The following Catholic high schools have closed since the World War II era:

  • Notre Dame de Namur (Dolores Street): Closed in 1981.
  • Notre Dame des Victoires (Bush Street): Closed in 1970.
  • Presentation (Turk Street): Closed in 1991.
  • St. Brigid (Van Ness Avenue): Closed in the 1950s.
  • Class photo, college of Notre Dame Postcard to Ms. Amy Fickett [Opposite side shows Edith, my oldest daughter, Harriet La C.], Sep 6, 1910 - (Courtesy of a Private Collector)

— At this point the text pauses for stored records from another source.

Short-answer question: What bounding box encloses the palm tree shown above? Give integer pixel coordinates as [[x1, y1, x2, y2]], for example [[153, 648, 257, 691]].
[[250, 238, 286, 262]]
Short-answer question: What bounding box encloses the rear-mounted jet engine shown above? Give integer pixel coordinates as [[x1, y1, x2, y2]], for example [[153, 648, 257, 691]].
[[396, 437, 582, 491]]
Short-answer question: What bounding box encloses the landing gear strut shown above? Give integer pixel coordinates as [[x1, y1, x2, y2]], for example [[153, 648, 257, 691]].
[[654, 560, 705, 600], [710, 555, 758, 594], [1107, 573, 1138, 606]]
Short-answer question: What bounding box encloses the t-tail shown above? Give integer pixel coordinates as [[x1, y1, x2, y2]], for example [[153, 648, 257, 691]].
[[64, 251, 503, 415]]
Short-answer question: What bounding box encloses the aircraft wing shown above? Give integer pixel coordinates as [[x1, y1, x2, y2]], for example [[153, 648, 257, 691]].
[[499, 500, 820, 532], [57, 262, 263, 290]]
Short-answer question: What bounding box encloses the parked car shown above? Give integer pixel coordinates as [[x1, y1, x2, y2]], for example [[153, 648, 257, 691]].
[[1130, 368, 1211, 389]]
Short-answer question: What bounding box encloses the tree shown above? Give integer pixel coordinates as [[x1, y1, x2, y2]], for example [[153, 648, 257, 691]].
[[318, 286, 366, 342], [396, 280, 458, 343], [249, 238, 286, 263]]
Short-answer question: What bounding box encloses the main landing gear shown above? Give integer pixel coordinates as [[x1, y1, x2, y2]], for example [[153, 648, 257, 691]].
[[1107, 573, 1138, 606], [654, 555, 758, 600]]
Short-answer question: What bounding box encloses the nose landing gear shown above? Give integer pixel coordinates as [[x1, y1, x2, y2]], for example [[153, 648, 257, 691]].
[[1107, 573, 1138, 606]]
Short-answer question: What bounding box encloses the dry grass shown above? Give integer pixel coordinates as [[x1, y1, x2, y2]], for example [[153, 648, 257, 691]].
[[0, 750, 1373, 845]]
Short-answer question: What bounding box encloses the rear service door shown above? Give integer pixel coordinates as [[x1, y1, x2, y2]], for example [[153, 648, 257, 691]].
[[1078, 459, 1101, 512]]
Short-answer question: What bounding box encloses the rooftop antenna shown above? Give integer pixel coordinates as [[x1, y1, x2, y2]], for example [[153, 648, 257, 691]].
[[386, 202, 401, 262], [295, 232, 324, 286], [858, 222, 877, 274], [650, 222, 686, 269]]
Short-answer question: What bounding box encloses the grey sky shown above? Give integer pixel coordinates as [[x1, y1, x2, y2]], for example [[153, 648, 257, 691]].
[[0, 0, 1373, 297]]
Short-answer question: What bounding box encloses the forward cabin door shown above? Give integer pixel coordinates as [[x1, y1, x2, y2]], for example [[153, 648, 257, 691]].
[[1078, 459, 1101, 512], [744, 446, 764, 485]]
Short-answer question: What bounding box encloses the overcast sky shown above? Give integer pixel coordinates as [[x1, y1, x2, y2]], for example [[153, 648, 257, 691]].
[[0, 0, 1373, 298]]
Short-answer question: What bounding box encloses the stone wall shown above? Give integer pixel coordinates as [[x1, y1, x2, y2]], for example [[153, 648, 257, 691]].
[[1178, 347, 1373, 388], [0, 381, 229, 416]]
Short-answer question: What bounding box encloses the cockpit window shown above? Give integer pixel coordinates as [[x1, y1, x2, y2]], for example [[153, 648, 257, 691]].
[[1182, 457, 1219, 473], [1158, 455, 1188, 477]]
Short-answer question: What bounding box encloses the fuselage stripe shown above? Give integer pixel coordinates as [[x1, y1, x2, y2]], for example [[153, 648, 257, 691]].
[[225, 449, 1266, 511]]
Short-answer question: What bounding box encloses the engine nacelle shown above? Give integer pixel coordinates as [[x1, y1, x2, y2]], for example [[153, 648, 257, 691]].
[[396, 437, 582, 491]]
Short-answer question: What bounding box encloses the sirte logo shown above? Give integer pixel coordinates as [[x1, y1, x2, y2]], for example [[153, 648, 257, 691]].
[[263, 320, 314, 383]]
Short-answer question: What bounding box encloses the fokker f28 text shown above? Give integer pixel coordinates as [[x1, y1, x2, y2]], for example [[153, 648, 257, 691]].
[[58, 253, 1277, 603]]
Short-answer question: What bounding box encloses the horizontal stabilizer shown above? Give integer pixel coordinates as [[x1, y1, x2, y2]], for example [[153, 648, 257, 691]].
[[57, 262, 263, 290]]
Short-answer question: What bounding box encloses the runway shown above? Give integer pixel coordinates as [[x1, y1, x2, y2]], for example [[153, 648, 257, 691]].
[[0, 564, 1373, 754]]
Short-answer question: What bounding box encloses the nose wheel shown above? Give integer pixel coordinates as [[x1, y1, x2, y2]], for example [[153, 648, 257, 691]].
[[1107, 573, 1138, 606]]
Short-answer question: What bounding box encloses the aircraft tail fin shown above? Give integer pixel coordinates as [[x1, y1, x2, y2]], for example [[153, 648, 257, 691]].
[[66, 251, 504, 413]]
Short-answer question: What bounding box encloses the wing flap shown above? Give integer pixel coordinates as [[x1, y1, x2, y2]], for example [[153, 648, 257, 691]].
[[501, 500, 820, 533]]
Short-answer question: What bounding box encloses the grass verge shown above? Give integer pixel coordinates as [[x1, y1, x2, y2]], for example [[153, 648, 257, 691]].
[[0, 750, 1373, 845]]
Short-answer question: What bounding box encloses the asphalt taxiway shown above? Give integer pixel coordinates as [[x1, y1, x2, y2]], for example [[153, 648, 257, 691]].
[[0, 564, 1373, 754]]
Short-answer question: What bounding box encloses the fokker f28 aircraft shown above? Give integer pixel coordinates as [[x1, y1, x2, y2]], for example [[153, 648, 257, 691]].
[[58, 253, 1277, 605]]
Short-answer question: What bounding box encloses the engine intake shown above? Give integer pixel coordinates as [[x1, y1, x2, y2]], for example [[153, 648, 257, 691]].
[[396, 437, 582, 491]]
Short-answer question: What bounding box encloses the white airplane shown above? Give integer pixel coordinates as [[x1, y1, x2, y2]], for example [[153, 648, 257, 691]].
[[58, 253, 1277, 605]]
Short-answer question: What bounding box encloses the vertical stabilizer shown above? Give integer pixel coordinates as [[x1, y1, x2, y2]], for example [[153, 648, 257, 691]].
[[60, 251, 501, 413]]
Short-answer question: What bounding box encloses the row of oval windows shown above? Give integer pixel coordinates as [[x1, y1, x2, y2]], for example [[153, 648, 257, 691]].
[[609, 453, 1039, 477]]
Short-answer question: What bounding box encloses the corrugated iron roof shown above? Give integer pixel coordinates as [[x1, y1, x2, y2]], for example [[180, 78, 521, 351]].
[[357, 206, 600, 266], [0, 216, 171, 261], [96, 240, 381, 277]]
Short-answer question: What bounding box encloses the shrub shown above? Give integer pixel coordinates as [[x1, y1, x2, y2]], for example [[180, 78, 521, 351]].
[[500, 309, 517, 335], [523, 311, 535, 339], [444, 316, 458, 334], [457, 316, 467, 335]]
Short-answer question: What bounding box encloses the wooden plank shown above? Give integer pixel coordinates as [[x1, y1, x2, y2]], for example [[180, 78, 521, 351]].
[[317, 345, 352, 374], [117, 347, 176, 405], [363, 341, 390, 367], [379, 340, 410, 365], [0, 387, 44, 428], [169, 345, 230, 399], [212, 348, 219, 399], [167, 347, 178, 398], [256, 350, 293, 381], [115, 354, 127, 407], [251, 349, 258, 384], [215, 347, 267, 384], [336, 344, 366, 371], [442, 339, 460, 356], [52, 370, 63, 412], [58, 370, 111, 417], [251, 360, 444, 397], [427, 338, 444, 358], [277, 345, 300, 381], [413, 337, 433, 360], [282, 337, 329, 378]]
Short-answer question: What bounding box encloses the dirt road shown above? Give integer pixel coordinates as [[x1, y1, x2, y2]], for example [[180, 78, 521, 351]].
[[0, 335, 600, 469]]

  • St. Charles Commercial: Closed pre-WWII.
  • St. James (Mission District): Closed in 1949 when its successor school, Archbishop Riordan High School, opened.
  • St. John Ursuline (Mission Street): Closed in 1990.
  • St. Paul (Church Street): Closed in 1994.
  • St. Peter Girls’ (Mission District): Closed in 1966.
  • St. Peter Boys’ (Mission District): Closed after WWII.
  • St. Rose (Pine Street): Closed in 1990.
  • St. Vincent (Geary & Gough): Closed in the 1960s and re-emerged as Cathedral High, which then merged with nearby Sacred Heart in 1987 to form Sacred Heart Cathedral Prep.
  • Star of the Sea (Ninth Avenue): Closed in 1985.

An ongoing decline in San Francisco’s population of school-age children, plus increasing operational costs will surely lead to more changes in the years ahead.